Over that weekend, I solidified my vision for the inaugural virtual edition of “Socials with Shawn.” I had a pretty good feeling that what people were largely looking for was a nice distraction from all the craziness swirling around them at the moment. They wanted an opportunity to connect with other business leaders and talk about what they were going through, but they also wanted to have some fun. So, those were my two main goals.
On Monday evening, five minutes before the event started, I logged in with my backstage manager and waited. There was nobody in the waiting room, just the two of us. Two minutes passed, and I started to get queasy. “This is so embarrassing,” I said to my friend. “I’m so sorry to have wasted your time.” She shook her head and said: “Just wait.”
Then, someone showed up. Then another. And then another. And all of the sudden, there were 16 people in the Zoom room. Sixteen people from three different countries. The 90 minutes flew by, as we reconnected over laughs, shared experiences, and tips and tools for the workplace.
For a lot of these folks, it was their first time attending any kind of networking event with people from outside their industry. As it turned out, they had a lot more in common than they thought. As many of them learned that first night – and in the many nights that followed, as this event eventually morphed into my monthly membership group – something that seems like common knowledge in one industry can be life-changing in another.

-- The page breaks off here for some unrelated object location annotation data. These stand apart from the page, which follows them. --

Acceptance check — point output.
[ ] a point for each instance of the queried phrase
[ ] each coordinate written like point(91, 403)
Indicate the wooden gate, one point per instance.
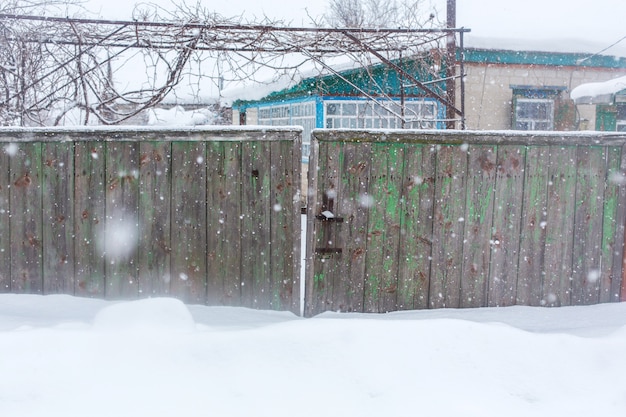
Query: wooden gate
point(412, 220)
point(206, 215)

What began as an experiment has become so much greater than I ever could have imagined. By taking a risk and dipping my toe into the virtual landscape – despite having no idea what was beneath the water – I realized just how much potential lay before me; potential I didn’t even know existed before the pandemic.
Before 2020, I was used to going to clients’ houses, presenting in their boardrooms, playing by their rules. And as much as I enjoyed that, in a way, it kept my horizons from expanding. I was always working with the same people, around the same tables, repeating the same patterns. Having to move away from in-person interactions forced me to re-think everything. It forced me to think about how I could play host instead; how I could both provide the content and create the connections that so many of my clients were longing for.
By giving my own growth mindset a good workout, I created the opportunity for others to do the same. That’s the power of changing your environment. That’s where the growth lies.
Ask yourself the following questions and respond accordingly:
- Do you intentionally put yourself in new environments?
- Do you have a plan to meet leaders from different industries?
- Do you make it a habit to leave your comfort zone?
- Do you have a learning plan for yourself and your team? What is the one smallest action step you can take today to move that forward?